La junte militaire du Myanmar est jugée. Les faits examinés se sont déroulés en août 2017, lorsque les forces de sécurité de l’armée ont lancé une campagne aveugle de massacres, de viols et d’incendies contre la minorité musulmane des Rohingyas dans le nord de l’État de Rakhine. 700 000 personnes ont dû fuir vers le Bangladesh voisin et, à ce jour, 1 300 000 personnes sont enfermées dans des camps de réfugiés à Cox, au Bangladesh, et dépendent entièrement de l’aide humanitaire internationale.
En novembre 2019, l’État de Gambie a saisi la Cour internationale de justice (CIJ) d’une plainte pour violation potentielle de la Convention de Genève de 1948 sur le génocide. Selon cette convention, tout État a le droit de saisir la Cour s’il estime qu’un autre État viole la convention.
Pour prouver l’intention de génocide, la violence sexiste (GBV) joue un rôle fondamental, lorsqu’il existe une intention précise de s’en prendre aux femmes et aux filles par la violence et le viol, ainsi que par la violence gynécologique.
Les événements qui se sont déroulés en août 2017 ne sont pas nouveaux.
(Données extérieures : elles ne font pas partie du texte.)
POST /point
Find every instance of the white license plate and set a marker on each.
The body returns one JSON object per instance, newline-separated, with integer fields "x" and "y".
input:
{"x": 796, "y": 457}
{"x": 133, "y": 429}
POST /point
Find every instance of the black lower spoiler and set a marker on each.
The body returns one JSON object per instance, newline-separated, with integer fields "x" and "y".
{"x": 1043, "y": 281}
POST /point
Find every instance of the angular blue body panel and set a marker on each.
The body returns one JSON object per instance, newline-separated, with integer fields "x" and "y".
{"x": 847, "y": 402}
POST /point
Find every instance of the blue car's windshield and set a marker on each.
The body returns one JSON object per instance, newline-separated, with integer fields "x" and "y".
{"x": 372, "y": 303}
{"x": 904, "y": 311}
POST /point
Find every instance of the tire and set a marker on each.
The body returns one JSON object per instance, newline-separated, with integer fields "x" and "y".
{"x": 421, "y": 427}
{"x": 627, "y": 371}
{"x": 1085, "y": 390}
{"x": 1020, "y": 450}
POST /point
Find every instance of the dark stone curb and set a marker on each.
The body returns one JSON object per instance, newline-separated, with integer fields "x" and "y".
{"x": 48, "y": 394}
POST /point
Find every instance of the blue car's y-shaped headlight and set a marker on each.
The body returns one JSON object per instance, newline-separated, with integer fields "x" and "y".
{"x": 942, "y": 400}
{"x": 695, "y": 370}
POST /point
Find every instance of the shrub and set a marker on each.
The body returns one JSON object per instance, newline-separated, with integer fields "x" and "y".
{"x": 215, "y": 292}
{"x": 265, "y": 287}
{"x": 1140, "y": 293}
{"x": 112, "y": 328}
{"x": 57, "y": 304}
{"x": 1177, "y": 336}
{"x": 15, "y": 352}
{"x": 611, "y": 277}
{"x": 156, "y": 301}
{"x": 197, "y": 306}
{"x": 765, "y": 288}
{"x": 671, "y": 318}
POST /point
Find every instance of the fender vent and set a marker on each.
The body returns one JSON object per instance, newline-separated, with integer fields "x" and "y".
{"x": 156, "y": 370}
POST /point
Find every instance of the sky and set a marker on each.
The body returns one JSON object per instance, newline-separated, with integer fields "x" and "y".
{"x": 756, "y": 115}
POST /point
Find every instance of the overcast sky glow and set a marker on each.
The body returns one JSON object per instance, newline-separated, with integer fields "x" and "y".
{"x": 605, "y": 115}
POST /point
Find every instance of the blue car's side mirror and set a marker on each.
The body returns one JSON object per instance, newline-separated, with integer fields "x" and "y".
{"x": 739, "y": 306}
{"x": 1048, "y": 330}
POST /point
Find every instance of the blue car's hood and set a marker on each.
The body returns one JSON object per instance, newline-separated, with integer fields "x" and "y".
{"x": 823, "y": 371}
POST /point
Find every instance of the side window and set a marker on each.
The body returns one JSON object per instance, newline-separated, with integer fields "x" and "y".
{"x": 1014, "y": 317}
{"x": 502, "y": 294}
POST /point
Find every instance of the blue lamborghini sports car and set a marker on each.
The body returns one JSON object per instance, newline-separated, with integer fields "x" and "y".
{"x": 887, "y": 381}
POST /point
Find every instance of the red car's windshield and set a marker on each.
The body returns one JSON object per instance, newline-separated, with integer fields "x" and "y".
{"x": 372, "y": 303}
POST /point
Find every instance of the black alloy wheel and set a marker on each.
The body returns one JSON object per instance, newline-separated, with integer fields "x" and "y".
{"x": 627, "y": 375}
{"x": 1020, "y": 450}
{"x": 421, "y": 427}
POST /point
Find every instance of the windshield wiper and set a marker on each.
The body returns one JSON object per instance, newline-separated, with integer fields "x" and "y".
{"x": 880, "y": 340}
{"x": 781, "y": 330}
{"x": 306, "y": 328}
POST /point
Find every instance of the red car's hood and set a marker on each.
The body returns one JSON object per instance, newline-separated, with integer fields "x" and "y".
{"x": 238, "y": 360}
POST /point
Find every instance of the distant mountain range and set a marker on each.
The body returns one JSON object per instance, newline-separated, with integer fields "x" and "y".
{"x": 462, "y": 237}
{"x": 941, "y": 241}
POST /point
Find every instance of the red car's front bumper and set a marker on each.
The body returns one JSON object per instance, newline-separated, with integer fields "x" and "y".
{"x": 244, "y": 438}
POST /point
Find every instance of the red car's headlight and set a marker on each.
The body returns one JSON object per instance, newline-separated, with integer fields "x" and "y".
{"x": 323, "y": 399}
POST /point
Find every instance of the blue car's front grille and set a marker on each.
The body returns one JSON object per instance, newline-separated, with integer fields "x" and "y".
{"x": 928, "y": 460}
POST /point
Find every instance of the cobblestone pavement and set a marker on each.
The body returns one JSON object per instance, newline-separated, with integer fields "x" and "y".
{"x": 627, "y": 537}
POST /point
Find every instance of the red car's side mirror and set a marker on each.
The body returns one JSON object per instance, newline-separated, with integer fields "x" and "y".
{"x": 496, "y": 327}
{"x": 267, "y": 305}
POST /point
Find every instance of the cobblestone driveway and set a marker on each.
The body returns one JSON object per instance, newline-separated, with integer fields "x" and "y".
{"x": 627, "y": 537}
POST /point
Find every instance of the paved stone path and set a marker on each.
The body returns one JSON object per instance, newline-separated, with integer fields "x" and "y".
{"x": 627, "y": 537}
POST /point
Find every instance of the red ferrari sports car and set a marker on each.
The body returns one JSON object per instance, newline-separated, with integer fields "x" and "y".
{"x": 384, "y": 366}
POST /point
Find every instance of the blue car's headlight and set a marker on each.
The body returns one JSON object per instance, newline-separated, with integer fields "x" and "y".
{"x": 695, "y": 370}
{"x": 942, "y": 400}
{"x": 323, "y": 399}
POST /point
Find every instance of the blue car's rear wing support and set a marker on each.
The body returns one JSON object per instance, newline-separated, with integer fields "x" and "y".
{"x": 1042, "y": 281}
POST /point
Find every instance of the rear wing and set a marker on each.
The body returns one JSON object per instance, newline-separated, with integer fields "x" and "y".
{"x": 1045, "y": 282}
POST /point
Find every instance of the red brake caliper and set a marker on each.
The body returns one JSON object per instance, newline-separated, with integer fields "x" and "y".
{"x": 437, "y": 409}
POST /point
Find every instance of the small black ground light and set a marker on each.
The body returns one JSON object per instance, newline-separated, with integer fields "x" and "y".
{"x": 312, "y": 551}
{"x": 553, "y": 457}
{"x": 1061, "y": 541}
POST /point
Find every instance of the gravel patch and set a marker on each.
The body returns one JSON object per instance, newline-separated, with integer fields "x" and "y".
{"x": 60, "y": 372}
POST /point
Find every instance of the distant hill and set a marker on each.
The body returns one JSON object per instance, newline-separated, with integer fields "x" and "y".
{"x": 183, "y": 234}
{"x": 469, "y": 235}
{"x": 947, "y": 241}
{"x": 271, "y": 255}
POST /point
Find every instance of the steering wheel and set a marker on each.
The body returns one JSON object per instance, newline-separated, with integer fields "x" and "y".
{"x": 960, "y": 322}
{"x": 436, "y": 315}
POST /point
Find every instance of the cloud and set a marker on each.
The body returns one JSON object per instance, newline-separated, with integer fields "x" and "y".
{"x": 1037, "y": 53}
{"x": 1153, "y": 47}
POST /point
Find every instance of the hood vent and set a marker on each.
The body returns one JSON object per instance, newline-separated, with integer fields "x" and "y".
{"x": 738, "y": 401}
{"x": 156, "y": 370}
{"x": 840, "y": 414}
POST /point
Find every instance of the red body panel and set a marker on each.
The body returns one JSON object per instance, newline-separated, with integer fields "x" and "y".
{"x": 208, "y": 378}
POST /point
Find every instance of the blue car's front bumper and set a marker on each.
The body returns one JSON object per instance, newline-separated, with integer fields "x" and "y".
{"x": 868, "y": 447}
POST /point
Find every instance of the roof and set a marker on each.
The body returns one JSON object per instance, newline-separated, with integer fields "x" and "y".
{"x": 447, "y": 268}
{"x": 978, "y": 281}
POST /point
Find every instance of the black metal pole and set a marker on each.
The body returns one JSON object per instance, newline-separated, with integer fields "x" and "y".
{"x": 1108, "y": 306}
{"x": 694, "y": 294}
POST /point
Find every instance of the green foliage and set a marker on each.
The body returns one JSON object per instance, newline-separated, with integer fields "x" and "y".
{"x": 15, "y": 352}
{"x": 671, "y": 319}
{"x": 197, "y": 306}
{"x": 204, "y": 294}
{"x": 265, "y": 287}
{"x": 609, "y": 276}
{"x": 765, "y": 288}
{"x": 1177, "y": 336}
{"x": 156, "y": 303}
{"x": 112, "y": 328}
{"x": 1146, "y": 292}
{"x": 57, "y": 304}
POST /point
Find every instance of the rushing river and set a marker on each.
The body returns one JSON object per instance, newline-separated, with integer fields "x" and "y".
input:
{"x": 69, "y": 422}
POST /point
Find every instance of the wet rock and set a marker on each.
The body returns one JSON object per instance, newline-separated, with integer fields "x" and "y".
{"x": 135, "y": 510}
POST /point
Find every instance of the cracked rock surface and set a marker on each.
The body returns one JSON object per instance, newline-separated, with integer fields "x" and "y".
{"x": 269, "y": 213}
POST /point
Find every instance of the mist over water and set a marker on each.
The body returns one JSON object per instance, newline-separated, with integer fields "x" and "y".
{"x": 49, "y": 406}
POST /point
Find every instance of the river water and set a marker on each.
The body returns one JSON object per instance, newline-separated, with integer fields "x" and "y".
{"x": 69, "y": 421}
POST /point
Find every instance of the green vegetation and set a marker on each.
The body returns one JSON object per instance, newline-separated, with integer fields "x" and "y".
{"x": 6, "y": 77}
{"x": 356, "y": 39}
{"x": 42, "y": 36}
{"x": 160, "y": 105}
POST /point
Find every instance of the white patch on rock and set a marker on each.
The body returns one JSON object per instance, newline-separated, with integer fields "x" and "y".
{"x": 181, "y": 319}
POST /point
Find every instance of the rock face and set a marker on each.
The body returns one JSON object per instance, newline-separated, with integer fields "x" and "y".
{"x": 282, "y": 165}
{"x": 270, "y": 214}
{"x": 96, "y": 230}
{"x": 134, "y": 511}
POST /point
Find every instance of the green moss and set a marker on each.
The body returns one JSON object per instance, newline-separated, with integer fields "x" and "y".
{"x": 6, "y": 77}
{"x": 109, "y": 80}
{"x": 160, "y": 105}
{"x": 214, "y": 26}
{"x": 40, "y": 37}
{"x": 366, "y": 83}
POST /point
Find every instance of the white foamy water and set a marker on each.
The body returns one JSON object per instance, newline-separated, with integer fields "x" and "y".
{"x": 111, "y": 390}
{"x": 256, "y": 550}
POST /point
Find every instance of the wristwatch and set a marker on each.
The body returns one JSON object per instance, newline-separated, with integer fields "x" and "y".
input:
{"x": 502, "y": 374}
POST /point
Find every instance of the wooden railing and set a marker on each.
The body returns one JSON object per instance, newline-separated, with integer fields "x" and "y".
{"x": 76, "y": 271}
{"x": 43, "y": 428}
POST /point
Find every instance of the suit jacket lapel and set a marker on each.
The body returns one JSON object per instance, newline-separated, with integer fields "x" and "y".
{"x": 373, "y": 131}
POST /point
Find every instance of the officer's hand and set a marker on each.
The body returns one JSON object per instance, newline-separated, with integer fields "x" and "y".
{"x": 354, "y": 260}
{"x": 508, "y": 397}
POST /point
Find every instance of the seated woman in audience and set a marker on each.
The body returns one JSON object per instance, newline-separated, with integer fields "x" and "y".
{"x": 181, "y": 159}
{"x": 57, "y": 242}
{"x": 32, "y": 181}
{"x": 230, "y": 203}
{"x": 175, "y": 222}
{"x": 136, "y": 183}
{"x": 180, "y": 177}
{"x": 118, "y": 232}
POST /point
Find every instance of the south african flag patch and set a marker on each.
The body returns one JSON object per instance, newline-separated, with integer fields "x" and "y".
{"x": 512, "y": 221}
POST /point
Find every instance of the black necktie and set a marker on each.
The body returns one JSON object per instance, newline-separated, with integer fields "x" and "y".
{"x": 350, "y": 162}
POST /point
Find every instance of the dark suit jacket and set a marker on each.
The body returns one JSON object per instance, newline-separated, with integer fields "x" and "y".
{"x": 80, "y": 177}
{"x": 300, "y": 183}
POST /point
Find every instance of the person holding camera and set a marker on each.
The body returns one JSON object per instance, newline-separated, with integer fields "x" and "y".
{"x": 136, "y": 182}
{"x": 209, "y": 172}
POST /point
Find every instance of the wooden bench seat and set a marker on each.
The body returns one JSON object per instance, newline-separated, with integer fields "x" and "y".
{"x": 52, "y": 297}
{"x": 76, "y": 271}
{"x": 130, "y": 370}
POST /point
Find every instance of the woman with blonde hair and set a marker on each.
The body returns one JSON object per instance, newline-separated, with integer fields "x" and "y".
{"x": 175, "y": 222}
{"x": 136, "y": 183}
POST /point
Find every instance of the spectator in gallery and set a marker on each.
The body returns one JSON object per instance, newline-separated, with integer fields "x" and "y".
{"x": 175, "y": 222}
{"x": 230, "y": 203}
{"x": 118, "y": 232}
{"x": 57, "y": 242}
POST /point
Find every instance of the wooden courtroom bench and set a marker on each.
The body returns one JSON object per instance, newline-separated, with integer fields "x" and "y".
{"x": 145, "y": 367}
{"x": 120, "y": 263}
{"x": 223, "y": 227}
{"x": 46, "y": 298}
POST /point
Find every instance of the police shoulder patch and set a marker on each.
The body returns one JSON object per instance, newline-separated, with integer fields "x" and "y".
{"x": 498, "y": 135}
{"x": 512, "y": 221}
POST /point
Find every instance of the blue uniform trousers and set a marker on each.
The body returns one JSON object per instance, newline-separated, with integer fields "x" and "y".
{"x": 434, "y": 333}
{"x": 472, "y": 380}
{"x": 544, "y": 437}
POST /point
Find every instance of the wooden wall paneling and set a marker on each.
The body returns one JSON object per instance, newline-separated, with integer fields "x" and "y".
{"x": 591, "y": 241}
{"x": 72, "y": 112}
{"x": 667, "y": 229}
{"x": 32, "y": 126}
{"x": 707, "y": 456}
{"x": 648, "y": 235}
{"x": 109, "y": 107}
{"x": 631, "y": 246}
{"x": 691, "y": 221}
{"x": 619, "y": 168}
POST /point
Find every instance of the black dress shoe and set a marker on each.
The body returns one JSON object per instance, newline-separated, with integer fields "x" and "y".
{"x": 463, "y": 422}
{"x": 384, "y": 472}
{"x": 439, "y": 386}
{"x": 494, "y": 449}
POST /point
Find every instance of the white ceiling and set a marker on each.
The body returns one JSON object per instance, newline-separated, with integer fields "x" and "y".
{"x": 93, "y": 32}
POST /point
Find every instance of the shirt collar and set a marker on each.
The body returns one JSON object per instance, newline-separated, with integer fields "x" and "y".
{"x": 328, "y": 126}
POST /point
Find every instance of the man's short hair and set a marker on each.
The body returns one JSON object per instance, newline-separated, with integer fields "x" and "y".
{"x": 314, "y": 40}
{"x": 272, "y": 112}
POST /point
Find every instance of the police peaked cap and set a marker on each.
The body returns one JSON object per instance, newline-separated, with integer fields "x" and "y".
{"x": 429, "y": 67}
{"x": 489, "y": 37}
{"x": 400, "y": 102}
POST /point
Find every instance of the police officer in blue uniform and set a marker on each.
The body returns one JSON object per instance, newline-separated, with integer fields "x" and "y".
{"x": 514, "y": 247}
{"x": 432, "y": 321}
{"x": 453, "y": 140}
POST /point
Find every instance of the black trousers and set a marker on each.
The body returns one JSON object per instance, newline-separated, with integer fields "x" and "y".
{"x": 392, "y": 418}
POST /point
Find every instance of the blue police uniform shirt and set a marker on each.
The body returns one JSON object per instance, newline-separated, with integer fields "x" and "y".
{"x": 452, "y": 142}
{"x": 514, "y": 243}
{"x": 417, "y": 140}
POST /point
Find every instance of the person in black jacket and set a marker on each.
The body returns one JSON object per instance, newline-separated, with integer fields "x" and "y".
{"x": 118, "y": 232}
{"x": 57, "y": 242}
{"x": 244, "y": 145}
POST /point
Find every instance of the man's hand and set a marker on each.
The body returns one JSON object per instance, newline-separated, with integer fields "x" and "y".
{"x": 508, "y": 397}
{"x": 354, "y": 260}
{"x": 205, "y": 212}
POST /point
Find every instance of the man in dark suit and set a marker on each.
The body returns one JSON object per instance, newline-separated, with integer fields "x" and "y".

L’armée soumet depuis longtemps les Rohingyas à des crimes contre l’humanité, à savoir l’apartheid, le nettoyage ethnique, les persécutions et les privations de liberté. Depuis la fin de l’année 2023, les Rohingyas se retrouvent pris entre deux feux, d’un côté l’armée de la junte militaire et de l’autre les milices de la minorité ethnique arakan, avec pour résultat que ces dernières ont également commis des meurtres aveugles, des incendies et des rafles dans le but d’enrôler des civils dans leurs rangs.
Depuis que la Gambie a déposé sa plainte devant la Cour, la situation a évolué. Aujourd’hui, l’État de Rakhine est presque entièrement aux mains des milices de l’armée arakan (AA), une minorité ethnique qui l’a soustrait à l’armée de la junte militaire, au pouvoir depuis le 1er février 2021.